Akhirnya pada bulan yang sama, yakni bulan september kemarin, Gubernur Bali I Wayan Koster mengumumkan surat keputusan larangan untuk dipentaskannya 127 tarian ritual untuk tujuan komersial, yang terdiri dari beberapa jenis tari Baris, tari Rejang, tari Sanghyang, dan tari Barong. Diketahui bahwa selama ini sering terjadi pementasan-pementasan tarian sakral di hotel, bahkan tarian ritual yang sangat sakral sempat dijadikan alat untuk mendapatkan rekor MURI. Seperti yang saya katakana sebelumnya bahwa hal ini sangat menyedihkan, mengingat bahwa tarian ritual hanya dipentaskan pada tempat, waktu, dan kondisi tertentu yang juga memiliki aura kesakralan, maka jika sebuah tari ritual dipentaskan untuk hal komersil, ini akan menghilangkan aura kesakralan tari tersebut. Maka, larangan ini menjadi angina  penyejuk bagi keaslian budaya Bali.
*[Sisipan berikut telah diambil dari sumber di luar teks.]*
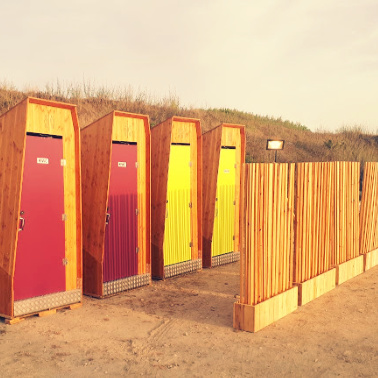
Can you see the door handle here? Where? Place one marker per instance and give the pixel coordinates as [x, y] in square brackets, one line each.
[22, 222]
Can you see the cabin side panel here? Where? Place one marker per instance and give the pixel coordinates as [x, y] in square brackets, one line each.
[95, 153]
[12, 143]
[160, 149]
[58, 121]
[211, 144]
[132, 129]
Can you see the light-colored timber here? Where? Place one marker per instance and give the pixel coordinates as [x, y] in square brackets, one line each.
[39, 116]
[96, 140]
[349, 269]
[317, 286]
[370, 259]
[41, 314]
[224, 135]
[369, 209]
[253, 318]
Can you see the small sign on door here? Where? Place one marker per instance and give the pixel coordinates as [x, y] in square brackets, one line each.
[42, 161]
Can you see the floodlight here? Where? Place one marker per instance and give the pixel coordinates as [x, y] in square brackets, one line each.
[275, 145]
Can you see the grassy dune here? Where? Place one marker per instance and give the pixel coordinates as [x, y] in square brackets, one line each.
[351, 144]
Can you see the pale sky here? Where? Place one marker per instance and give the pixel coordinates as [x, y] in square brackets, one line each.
[313, 62]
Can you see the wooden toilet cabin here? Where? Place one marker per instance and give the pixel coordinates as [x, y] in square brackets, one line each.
[116, 203]
[40, 208]
[176, 197]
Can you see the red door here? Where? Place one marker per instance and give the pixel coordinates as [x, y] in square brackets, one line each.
[41, 241]
[120, 255]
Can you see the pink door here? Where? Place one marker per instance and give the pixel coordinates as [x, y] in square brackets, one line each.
[40, 252]
[121, 235]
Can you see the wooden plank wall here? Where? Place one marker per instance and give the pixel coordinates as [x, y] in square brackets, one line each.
[160, 149]
[314, 219]
[267, 231]
[211, 144]
[369, 209]
[96, 140]
[233, 135]
[12, 143]
[347, 225]
[326, 217]
[54, 118]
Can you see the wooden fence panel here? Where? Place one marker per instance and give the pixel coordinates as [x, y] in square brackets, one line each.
[267, 231]
[369, 209]
[346, 212]
[314, 224]
[326, 217]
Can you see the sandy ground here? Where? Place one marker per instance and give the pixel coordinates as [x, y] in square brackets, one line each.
[183, 327]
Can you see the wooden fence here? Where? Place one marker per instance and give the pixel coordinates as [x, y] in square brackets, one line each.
[267, 231]
[347, 225]
[326, 216]
[369, 209]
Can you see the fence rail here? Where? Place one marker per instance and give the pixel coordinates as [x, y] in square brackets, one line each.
[267, 231]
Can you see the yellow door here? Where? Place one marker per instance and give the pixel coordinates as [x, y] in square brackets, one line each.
[177, 233]
[224, 221]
Tetapi kembali bahwa ini tidak bisa menyelesaikan semua masalah. Lomba Tari Ritual yang saya ikuti itu dilaksanakan di luar Bali, yaitu di Surabaya. Maka larangan yang dikeluarkan gubernur Bali tidak memiliki hak yang sama untuk melarang pementasannya di luar Bali. Dengan begini, satu satunya cara agar masalah ini terselesaikan ialah kesadaran dari seluruh pelaku seni yang ada di Indonesia khususnya yang beragama Hindu agar mengetahui bahwa tarian ritual bukanlah tarian yang bisa dipentaskan diluar tujuan ritual. Hal ini bisa dilakukan dengan diskusi antara gubernur Bali dengan PHDI untuk memberitahukan larangan ini ke seluruh provinsi se-Indonesia. Dengan upaya ini, makna dan keaslian tari ritual akan terselamatkan dari ancaman-ancaman yang ada.
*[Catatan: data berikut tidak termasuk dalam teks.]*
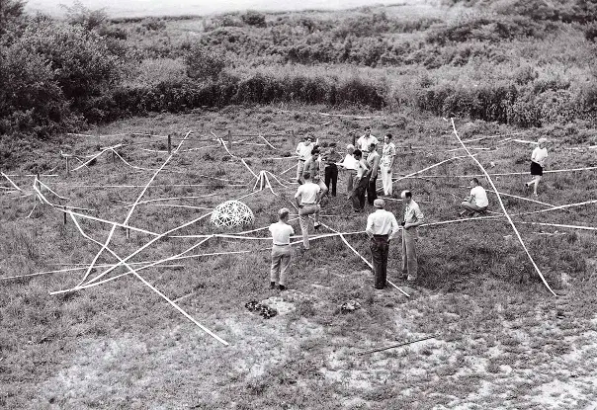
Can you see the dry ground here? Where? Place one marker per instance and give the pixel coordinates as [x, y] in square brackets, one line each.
[503, 342]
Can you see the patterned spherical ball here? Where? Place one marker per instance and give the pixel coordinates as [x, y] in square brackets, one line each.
[232, 214]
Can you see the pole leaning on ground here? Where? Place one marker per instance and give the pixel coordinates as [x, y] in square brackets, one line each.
[503, 209]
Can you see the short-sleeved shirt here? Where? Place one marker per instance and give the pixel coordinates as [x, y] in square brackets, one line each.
[479, 197]
[388, 154]
[539, 156]
[412, 213]
[350, 162]
[307, 193]
[281, 233]
[382, 222]
[304, 151]
[373, 161]
[364, 142]
[312, 166]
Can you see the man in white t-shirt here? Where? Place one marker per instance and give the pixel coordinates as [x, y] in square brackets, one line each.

Agar tidak menghilangkan kesakralan tarian tersebut. Tarian ritual saat ini sedang diancam oleh beberapa hal. Salah satu ancaman yang paling besar ialah pementasannya untuk hal komersial. Agar hal ini tidak terjadi, maka seluruh pelaku seni harus memiliki wawasan dasar mengenai tari ritual agar tidak dipentas pada kebutuhan selain sebuah upacara adat, upaya ini akan membebaskan tari-tarian sakral dari semua ancaman yang ada dan hal ini juga berarti bahwa kita telah melestarikan budaya nenek moyang kita dengan baik.